My Dinner with Jose
The OCC and associates deployed to the small desert hamlet of Las Vegas this past weekend in the hopes of observing the March Madness phenomenon in full tilt, with the secondary goals of dropping hand grenades on our livers, bank accounts and sleep cycles.
And by all accounts, the voyage was a resounding success.
But we're not going to sit here and regale you all with tales of blackjack and sports betting conquests and failures, because while there were plenty of each and there are some reasonably entertaining anecdotes, there's nothing you've never heard before/that won't make it seem like we're trying to imitate Bill Simmons – which is quite possibly the last thing on the planet we as a blog would like to do.
Instead, we'll focus on the most unique sports-related event of the weekend, which occurred when we made a pilgrimage to the Mecca of all-you-can-eat American dining, The Buffet at the Bellagio. This place is so outstanding it makes the spread at the Ponderosa look like your young nephew's dookie-filled diaper. (Though, come to think of it, that's how some people might describe the Ponderosa anyways.)

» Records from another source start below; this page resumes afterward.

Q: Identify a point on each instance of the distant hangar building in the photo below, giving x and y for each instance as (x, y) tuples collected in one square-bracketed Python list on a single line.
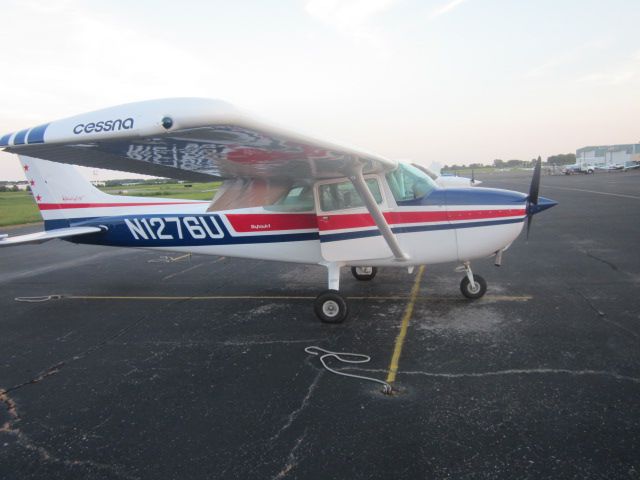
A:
[(605, 155)]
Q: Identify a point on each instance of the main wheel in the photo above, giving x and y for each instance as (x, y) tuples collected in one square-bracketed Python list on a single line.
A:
[(364, 273), (473, 293), (331, 307)]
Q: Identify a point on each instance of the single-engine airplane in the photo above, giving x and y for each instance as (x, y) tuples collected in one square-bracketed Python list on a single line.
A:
[(284, 196)]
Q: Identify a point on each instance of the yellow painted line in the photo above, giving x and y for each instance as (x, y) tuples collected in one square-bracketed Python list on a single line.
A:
[(398, 298), (175, 259), (408, 312), (205, 297)]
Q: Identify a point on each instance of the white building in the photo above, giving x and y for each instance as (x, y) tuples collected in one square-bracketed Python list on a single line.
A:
[(605, 155)]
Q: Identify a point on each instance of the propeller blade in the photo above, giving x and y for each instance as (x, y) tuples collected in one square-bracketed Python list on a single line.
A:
[(535, 183), (534, 189)]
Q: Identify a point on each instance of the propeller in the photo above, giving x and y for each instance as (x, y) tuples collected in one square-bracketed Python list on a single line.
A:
[(534, 189)]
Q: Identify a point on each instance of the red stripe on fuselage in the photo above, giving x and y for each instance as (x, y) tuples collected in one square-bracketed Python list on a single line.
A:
[(64, 206), (265, 222)]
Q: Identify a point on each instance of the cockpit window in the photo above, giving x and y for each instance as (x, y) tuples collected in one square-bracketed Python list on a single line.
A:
[(342, 196), (298, 199), (408, 183)]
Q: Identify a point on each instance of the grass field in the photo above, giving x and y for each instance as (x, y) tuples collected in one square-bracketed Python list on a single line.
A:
[(19, 207)]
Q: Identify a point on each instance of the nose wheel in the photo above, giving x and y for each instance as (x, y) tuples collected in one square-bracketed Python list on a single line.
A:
[(331, 307), (472, 286)]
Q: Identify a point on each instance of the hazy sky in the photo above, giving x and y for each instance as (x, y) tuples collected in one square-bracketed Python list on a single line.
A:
[(449, 81)]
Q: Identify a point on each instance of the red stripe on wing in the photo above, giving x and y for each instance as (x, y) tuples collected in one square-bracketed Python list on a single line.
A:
[(63, 206)]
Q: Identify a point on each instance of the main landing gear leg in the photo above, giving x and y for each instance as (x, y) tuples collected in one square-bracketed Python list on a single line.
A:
[(330, 306), (472, 286)]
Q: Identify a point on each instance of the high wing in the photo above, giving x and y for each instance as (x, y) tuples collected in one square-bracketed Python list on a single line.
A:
[(188, 139), (40, 237)]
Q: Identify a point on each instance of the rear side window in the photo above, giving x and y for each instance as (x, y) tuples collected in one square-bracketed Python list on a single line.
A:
[(298, 199), (342, 196)]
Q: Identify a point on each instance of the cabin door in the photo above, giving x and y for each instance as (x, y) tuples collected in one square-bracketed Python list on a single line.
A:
[(347, 230)]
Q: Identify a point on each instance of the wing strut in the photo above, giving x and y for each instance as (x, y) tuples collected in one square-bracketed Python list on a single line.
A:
[(357, 179)]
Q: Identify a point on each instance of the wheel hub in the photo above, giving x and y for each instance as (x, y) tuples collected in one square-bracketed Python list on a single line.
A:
[(330, 308)]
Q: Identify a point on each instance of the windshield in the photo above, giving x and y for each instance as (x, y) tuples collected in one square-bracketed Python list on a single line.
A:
[(408, 183)]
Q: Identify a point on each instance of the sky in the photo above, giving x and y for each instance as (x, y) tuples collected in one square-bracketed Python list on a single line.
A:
[(445, 81)]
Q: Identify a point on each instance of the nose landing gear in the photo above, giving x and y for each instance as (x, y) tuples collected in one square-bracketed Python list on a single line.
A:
[(364, 273), (472, 286)]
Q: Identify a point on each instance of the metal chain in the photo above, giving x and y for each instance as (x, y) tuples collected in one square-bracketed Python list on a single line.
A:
[(346, 357)]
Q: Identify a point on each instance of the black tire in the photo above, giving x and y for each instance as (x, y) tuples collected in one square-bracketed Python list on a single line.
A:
[(361, 275), (467, 291), (331, 307)]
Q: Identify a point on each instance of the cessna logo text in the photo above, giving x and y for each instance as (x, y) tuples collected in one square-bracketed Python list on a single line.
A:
[(104, 126)]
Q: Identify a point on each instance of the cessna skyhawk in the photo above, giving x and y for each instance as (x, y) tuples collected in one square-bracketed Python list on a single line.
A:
[(284, 196)]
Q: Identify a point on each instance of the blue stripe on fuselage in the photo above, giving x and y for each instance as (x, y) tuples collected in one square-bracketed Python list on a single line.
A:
[(119, 234), (334, 237), (467, 196)]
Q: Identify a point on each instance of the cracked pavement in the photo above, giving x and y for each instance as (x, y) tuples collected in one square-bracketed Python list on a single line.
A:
[(539, 381)]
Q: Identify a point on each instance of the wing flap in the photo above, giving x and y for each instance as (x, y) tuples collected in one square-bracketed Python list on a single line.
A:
[(40, 237)]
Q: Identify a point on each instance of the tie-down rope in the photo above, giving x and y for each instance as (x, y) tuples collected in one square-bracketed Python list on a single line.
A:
[(345, 357)]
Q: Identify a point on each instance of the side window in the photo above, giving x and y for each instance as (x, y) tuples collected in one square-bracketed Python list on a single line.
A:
[(408, 183), (342, 196), (298, 199)]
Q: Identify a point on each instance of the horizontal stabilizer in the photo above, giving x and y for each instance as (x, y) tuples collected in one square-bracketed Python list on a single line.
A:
[(40, 237)]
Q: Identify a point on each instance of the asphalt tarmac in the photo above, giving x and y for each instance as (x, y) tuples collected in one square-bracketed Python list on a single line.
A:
[(175, 367)]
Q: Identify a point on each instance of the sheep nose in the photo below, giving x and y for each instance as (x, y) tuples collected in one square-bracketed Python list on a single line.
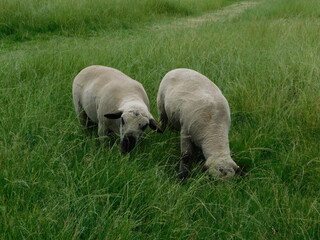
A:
[(127, 144)]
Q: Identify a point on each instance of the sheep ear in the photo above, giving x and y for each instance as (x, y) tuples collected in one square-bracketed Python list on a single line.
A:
[(115, 115), (154, 125)]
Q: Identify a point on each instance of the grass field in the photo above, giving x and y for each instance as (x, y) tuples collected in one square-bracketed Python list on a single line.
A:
[(56, 182)]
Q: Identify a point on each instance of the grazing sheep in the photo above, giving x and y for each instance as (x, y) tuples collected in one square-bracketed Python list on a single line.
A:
[(114, 101), (188, 101)]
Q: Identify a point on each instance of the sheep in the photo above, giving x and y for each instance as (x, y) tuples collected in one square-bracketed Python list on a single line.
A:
[(189, 102), (117, 103)]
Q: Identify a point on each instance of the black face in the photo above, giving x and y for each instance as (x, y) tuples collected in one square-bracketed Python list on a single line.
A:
[(127, 144)]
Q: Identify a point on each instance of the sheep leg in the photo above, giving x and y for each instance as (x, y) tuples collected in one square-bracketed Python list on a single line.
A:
[(163, 116), (101, 131), (186, 159)]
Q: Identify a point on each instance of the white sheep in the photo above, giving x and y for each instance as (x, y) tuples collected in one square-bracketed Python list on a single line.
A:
[(115, 102), (188, 101)]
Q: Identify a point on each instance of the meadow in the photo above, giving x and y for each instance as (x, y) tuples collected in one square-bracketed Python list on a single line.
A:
[(58, 182)]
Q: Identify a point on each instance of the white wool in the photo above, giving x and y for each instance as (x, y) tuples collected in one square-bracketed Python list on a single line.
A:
[(99, 90), (191, 103)]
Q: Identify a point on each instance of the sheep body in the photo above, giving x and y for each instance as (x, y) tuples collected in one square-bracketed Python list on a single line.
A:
[(188, 101), (108, 97)]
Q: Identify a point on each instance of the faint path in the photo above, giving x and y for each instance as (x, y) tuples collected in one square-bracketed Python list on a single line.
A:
[(221, 15)]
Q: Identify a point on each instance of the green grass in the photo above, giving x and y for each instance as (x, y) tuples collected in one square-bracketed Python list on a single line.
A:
[(56, 182), (23, 19)]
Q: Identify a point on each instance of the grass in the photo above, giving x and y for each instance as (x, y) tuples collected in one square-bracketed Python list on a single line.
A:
[(23, 19), (57, 182)]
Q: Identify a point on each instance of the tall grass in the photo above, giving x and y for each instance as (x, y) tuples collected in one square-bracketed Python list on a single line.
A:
[(22, 19), (58, 182)]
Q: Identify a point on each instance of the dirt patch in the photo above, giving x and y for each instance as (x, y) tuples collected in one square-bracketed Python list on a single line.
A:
[(221, 15)]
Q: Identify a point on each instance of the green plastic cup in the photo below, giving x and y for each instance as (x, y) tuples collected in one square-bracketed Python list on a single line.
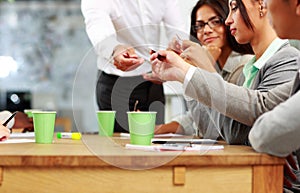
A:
[(28, 112), (106, 122), (141, 127), (44, 122)]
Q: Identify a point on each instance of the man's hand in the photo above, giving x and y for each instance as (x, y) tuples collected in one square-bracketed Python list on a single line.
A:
[(199, 56), (125, 58)]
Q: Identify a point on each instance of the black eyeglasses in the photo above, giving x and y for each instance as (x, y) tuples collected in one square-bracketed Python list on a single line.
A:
[(212, 23)]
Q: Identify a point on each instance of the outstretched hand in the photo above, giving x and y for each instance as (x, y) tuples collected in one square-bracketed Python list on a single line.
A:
[(200, 56), (168, 66), (125, 58)]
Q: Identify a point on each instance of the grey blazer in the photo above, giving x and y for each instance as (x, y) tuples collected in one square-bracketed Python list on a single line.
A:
[(240, 105), (281, 125)]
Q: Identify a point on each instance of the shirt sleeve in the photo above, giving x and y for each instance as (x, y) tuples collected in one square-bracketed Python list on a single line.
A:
[(186, 121), (97, 14)]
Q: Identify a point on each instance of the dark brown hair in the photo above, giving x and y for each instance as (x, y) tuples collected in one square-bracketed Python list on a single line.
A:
[(222, 9)]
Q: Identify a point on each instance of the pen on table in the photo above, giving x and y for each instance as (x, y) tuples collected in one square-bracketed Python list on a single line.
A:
[(67, 135)]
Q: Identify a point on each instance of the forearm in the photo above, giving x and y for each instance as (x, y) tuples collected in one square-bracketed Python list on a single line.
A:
[(236, 102)]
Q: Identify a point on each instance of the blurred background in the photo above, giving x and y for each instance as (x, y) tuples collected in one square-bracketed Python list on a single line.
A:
[(43, 45)]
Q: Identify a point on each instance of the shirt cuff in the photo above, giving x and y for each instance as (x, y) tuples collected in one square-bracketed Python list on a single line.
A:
[(188, 77)]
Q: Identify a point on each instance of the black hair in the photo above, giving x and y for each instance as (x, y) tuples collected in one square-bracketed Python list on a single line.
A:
[(222, 9)]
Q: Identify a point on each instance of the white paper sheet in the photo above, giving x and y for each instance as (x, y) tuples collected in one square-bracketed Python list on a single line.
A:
[(174, 147)]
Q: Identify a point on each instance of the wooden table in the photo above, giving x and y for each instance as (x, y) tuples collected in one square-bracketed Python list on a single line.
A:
[(98, 164)]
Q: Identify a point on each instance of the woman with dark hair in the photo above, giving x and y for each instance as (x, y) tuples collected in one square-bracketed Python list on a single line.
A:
[(207, 25), (274, 63)]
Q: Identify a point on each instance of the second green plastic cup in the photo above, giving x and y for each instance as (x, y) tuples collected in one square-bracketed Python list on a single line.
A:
[(44, 122), (141, 127), (106, 122)]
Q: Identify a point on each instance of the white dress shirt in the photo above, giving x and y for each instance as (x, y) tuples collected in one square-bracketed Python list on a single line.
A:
[(131, 22)]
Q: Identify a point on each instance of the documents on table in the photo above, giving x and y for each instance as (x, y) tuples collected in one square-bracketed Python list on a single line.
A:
[(175, 147), (156, 135), (182, 140)]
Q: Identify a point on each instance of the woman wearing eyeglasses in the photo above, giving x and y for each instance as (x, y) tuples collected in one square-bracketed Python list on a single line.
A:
[(274, 63), (208, 26)]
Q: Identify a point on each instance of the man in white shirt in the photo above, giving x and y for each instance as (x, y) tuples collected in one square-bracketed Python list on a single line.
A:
[(122, 33)]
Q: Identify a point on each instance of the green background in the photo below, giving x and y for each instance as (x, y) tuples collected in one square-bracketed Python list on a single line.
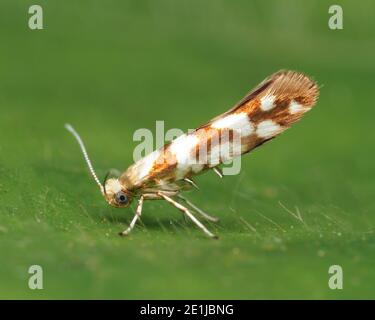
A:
[(112, 67)]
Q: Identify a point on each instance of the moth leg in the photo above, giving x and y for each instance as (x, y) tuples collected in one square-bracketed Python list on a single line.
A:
[(188, 213), (137, 215), (218, 171), (201, 212)]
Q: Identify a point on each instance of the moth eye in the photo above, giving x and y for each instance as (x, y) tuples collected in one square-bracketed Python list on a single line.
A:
[(121, 198)]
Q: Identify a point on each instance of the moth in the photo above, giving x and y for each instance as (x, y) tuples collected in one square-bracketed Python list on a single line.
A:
[(265, 112)]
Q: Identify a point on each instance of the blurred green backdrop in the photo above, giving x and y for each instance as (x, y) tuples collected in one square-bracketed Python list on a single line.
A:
[(113, 67)]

In any case, we embarked on a haj to this sacred dining land in search of such delicacies as Kobe beef.
And much to our surprise, we happened across a very over-sized portion of Jose.
Jose Canseco, that is.
Indeed, when we were escorted to our table – which was nowhere close to the best table in the joint – we realized that we had been placed directly adjacent to a ginormous man who was unmistakably that most famous of confessed juicers, sporting a white jersey with the number 33 on the back, a black cap that looked like a cross between a baseball hat and a railroad conductor's lid and, of course, shades.
To Jose's left was a slightly less gigantic/more svelte/generally more healthy-looking imprint of himself, which, not surprisingly, was the one and only Ozzie Canseco. Joining them at the table were three blonde women of varying degrees of good looks, a few children, and a couple other baseball players, one of whom looked suspiciously like Carney Lansford, though possibly too young to actually be him despite being almost identically mustachioed.
Apparently the five players had just taken part in a baseball match of some kind, because they were all sporting white pants and blue jerseys. (Except for Jose, who oddly was wearing a white jersey for some reason.)
Collectively, those in our group of bystanders did an excellent job of embracing the "act like you've been there before" philosophy, which, in retrospect, is mildly disappointing. The closest we came to being obnoxious was when one among us announced his interest in approaching the two brothers and then turning away from Jose to say, "Ozzie Canseco!!! Can I have your autograph?"
With visions of that particular friend being bludgeoned senseless by four oxen men in the midst of the Bellagio buffet, we managed to talk him out of it.
For the record, don't think for a second that a joke wasn't made about Jose and Co. "juicing" when we saw a large glass of orange juice sitting on the table.
Without a doubt, the strangest part of the whole encounter was when a fan finally approached the Canseco table at the end of their meal, after they had by and large been left alone by everyone in the establishment. Said individual approached Jose and asked him to get in a picture, which he agreed to do.
It was when he stood up to get in the picture that we noticed two things: Firstly, instead of baseball pants (which all of his associates were wearing), Jose was rocking some very tight black spandex compression shorts that were… shall we say… kind of short – about half to two-thirds of the way down the thigh. (Umm... not that we were looking at Jose Canseco's thighs...)
If this wasn't enough, we also happened to notice something odd about his jersey, which was almost entirely unbuttoned all the way to the bottom, made even more bizarre by the fact that he wasn't wearing a shirt underneath. (Umm... not that we were looking at his navel or anything...)
Soon afterwards, the Canseco clan left, and we almost immediately regretted not asking Jose to pose with us for a photo in the classic Bash Brothers pose, a picture we would have had enlarged and framed on our wall for all eternity but will now only have to exist in our imagination. (Note to self: Next time, approach celebrity/former star athlete and be more obnoxious, even if said individual is wearing tight spandex shorts and unbuttoned shirt.)
The following evening – tired, beaten down and essentially ready to implode – we were wandering around Terminal D at McCarran Airport trying to kill one of the six hours we elected to wait for our flight as a means of getting away from the blackjack tables sooner rather than later when a man sitting down in the food court happened to draw our attention.
He was a tall individual wearing jeans and a short-sleeved button down shirt, and we weren't exactly sure why he drew our attention, until a minute later when we realized that he was none other than Jason Richardson of the Golden State Warriors.For the record, we did not ask him for his autograph or for a picture, because frankly, we were way too exhausted to do so.
Besides, at that point, we were mainly just relieved that his shirt was buttoned all the way up.